En su lugar, optan por una orgullosa exhibición de lo “bajo”, lo plebeyo (que, por supuesto, varía en función de cada país). En consecuencia, una estrategia populista implica no solo una capa descriptiva (es decir, la articulación de demandas no satisfechas en una nueva identidad y la identificación de un enemigo común), sino también una performativa: el “pueblo” debe verse representado en las maneras, formas de hablar y actuar del supuesto líder, no solo en el contenido literal de su discurso. Esto lo vemos en los líderes actuales como Donald Trump, Jair Bolsonaro, Javier Milei, Andrés Manuel López Obrador o el ya difunto Hugo Chávez, famosos por su forma grosera y directa de hablar, sin suavizar ni contener declaraciones controvertidas.
Esta identificación con un líder o con un proyecto político recuerda las reflexiones freudianas sobre el superyó. El sujeto con el que nos identificamos políticamente tiene una doble naturaleza: debe ser inalcanzable e imitable al mismo tiempo. Inalcanzable porque siempre está más allá de nuestro alcance: precisamente por eso puede funcionar como un ideal moral. Sin embargo, también necesita estar lo suficientemente cerca de nosotros para ser imitable y, así, satisfacer nuestra necesidad de sentirnos bien con nosotros mismos, con nuestra imagen, a través de la identificación con ese líder (lo que Freud llamaba “satisfacción narcisista”). ¿Qué ocurre cuando esto no es así, cuando un modelo se vuelve inalcanzable? Que comienza a volverse un mero elemento represivo: genera sentimientos de inferioridad y frustración. En comparación con él soy deficiente, malo, tonto, vago, irresponsable… (dependiendo de los valores que encarne ese ideal). De modo que, a largo plazo, el deseo de imitar este modelo se desvanece ya que no aporta beneficio psicológico, y la situación de superioridad de los que están “arriba” no se reconoce como justa. Entonces, surge un espacio político para nuevos líderes.

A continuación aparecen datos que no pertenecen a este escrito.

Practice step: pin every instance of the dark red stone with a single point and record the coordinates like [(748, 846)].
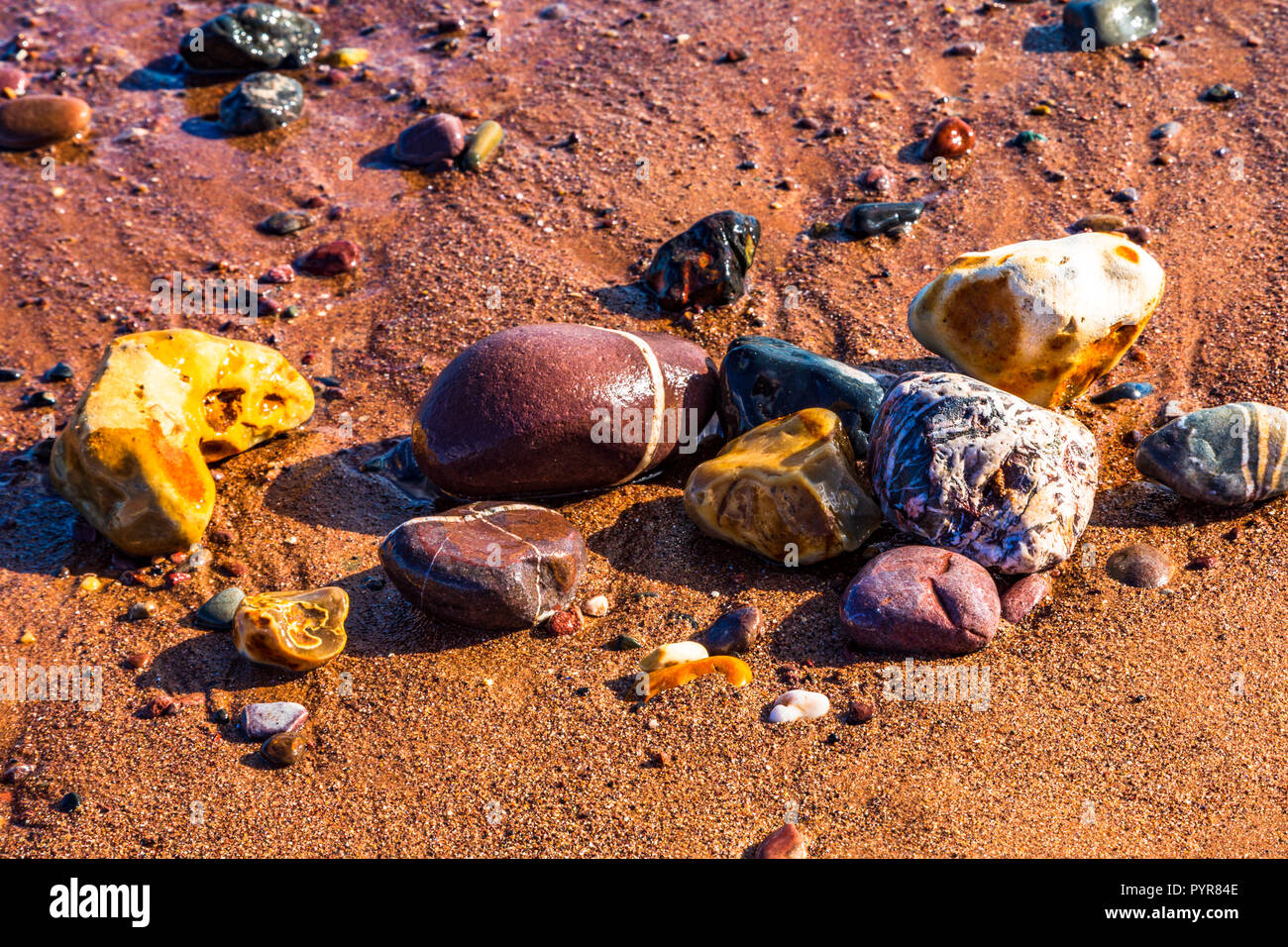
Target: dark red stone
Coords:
[(919, 599)]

Esto, según Freud, es lo que explica la psicología de las masas: el colectivo encuentra en su líder carismático una especie de superyó común externalizado y encarnado. Es alguien a quien imitar y en cuyo reflejo te sientes mejor de lo que te sentías en algún espejo moral anterior. Por ejemplo, la crisis de 2008 y la recesión subsiguiente condenaron a millones de personas a verse a sí mismas como personas fracasadas, que habían vivido por encima de sus posibilidades y eran responsables de su propia ruina repentina. Solo era cuestión de tiempo que líderes de cualquier lado del espectro político aparecieran para ofrecer nuevos marcos que permitieran a la gente reinterpretar su destino de una manera que apaciguara su culpa y frustración.
Elitismo cultural
Como Thomas Piketty argumenta en Capital e Ideología, la composición sociodemográfica de la izquierda occidental ha cambiado mucho desde la década de los setenta. Hasta entonces, dirigía principalmente su discurso a la clase trabajadora, de la cual recibía su principal apoyo electoral, mientras que la derecha apelaba y dependía tanto de élites económicas como culturales. Pero, en los últimos años, la tendencia ha cambiado. La derecha ha seguido apelando a las élites económicas, la izquierda ha apelado cada vez más a las élites culturales, y la clase trabajadora manual ha ido cayendo en la abstención, al menos hasta los últimos años, cuando el populismo de derecha ha comenzado a cosechar ese voto abandonado.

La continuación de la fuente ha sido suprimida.